Les débuts
Gabriel Viardot débute sa carrière dans l’atelier d’ébénisterie Jeanselme, fournisseur de la cour de Napoléon III, avant de se mettre à son compte en tant que sculpteur sur bois en 1849, date à laquelle il envoie quelques sculptures naturalistes et animalières à l’exposition d’horticulture. Il est alors déjà à la tête d’une petite équipe de sculpteurs bien qu’il n’ait seulement 19 ans.
Viardot Frères & Cie
Il ouvre en 1853, une fabrique et un magasin de meubles et de petits objets en bois situés aux 36 et 38 rue Rambuteau à Paris. À cette époque, Gabriel travaille avec son frère, Alexandre Laurent, sous le nom de « Viardot Frères et Cie ». Bien que leur collaboration soit couronnée de succès et notamment d’une médaille de bronze à l’Exposition Universelle de 1855, les deux frères se séparent en 1856. Alexandre-Laurent garde l’atelier et exerce dès lors sous la raison sociale « Viardot Ainé ». Quant à Gabriel Viardot, il créé alors son propre atelier, « G. Viardot », au 5 rue du Grand-Chantier, avant de déménager à nouveau à sa précédente adresse. Les deux frères ont alors une production très similaire que l’on qualifierait aujourd’hui de style « Forêt Noire ».

Signature « G.Viardot »
L'inspiration sino-japonisante
Les années 1870 sont charnières pour l’ébéniste, puisqu’il décide alors de se consacrer au « mobilier genre chinois-japonais », qu’il a pu observer notamment à l’Exposition Universelle de 1867 à laquelle il participe sans succès. Il déménage son atelier en 1874, au 15 rue de Chaume, puis il s’installe au 3 rue des Archives en 1875.

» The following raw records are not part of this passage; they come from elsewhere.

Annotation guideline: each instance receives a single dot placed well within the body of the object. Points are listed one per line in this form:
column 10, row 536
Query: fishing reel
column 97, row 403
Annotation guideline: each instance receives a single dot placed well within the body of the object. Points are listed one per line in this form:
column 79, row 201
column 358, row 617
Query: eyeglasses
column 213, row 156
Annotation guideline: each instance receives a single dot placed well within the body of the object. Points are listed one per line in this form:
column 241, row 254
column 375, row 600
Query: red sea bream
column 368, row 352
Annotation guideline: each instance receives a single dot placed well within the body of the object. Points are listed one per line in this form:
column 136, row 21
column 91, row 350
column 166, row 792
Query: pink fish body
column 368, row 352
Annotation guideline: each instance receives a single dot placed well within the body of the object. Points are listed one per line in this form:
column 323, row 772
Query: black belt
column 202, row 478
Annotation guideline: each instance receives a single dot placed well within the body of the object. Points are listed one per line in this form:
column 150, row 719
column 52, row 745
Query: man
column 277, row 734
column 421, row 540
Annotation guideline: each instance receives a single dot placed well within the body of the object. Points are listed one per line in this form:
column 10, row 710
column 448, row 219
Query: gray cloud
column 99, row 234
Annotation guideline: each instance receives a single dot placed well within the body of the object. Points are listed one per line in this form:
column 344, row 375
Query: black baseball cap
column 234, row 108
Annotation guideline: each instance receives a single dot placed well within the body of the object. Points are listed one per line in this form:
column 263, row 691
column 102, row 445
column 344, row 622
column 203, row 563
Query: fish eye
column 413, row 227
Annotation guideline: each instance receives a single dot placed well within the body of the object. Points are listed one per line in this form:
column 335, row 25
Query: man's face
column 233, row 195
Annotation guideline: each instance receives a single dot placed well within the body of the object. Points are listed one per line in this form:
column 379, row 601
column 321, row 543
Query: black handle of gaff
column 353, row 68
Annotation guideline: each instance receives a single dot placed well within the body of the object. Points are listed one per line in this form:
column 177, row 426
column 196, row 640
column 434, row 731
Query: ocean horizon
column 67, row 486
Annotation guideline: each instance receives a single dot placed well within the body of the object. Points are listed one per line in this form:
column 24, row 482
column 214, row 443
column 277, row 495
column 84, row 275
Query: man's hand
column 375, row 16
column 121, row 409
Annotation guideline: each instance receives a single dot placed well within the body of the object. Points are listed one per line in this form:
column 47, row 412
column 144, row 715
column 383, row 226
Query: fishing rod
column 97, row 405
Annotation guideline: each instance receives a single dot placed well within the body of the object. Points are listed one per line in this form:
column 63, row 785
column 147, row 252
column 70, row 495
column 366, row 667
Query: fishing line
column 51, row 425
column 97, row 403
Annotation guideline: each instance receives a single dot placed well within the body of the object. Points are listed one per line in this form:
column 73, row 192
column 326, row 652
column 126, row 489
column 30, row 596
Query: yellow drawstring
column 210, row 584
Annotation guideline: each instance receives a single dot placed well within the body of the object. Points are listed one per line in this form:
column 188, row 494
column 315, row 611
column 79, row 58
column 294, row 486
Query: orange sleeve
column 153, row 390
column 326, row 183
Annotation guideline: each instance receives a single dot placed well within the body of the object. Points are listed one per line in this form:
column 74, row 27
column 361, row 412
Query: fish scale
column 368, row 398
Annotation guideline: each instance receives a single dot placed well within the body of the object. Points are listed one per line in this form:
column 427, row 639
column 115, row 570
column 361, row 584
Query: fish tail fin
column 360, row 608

Sa production de meubles caractéristique était parfois réalisée à partir de panneaux laqués et en relief envoyés directement de Chine ou du Japon souvent ornés d’incrustations de nacre du Tonkin, mais toujours sur un bâti en sycomore parfois teinté. Ce bois exotique de couleur claire a souvent été confondu avec du hêtre. Les meubles étaient par la suite agrémentés par des bronzes d’ornement.

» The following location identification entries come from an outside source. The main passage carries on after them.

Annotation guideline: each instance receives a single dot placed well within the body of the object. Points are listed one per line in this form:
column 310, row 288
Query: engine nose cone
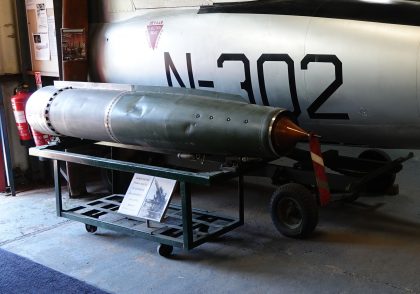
column 285, row 134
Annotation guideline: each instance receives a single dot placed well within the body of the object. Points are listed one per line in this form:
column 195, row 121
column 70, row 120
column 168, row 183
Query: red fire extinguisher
column 18, row 106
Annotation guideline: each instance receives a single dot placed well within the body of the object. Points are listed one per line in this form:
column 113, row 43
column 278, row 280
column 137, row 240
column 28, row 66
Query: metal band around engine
column 107, row 117
column 48, row 108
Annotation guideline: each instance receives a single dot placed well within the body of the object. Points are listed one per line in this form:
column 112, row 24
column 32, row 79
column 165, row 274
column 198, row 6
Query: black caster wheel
column 294, row 211
column 203, row 229
column 165, row 250
column 91, row 229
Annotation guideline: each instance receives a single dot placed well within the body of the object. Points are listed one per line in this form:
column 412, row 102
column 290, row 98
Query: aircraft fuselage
column 350, row 76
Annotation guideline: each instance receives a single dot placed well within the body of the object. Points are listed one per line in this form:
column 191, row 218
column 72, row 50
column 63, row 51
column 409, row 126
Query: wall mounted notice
column 147, row 197
column 41, row 46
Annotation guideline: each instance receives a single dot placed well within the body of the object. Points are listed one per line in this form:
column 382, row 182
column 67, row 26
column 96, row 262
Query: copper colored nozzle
column 286, row 134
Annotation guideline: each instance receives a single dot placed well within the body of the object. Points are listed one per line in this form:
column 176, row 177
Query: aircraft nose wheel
column 294, row 211
column 91, row 229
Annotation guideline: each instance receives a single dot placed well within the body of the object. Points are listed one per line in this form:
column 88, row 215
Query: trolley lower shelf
column 103, row 213
column 182, row 226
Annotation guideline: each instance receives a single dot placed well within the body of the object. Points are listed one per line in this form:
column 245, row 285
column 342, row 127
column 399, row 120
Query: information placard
column 147, row 197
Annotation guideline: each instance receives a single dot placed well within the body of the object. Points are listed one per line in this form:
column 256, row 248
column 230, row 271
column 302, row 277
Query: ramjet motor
column 163, row 118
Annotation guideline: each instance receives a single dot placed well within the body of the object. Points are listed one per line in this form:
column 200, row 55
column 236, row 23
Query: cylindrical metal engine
column 164, row 120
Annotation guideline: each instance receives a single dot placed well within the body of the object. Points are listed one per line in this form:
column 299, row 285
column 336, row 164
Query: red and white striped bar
column 319, row 170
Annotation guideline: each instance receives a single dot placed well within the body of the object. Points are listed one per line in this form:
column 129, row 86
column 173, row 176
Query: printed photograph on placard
column 157, row 199
column 73, row 44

Les expositions et récompenses
Gabriel Viardot participe aux nombreuses expositions qui marquent la scène artistique de la seconde moitié du XIXe siècle. Chacune de ses participations est couronnée de succès, il remporte en effet à l’Exposition Universelle de 1878 – la première où il expose dans la section dédiée aux meubles de luxe – une médaille d’argent, puis à celles d’Anvers en 1885, de Paris en 1889 et 1900, une médaille d’or.
Il participe également entre temps aux expositions de l’Union Centrale des Arts Décoratifs où il est placé hors concours et membre du jury dès 1884.
On parle par ailleurs en ces mots de son travail dans La revue des Arts Décoratifs de 1887 : » Au premier rang des exposants de meubles sculptés, il convient de placer M. Viardot (Gabriel), hors concours comme membre du jury. M. G. Viardot, ayant épuisé toute la série des récompenses, n’a pas pour cela tari la source d’éloges. Les pièces qu’il expose sont d’un fini et d’une exécution qui expliquent facilement le succès général qu’elles rencontrent. Inspiré des arts chinois et japonais, ces meubles, adaptés aux usages européens, sont bien supérieurs, comme facture, aux meubles d’origine, qui n’ont le plus souvent qu’un intérêt décoratif, et dont les assemblages sont presque toujours défectueux ; cette adaptation est très intéressante, car M. Viardot sait donner à ses meubles un cachet spécial, tout en conservant le style asiatique. »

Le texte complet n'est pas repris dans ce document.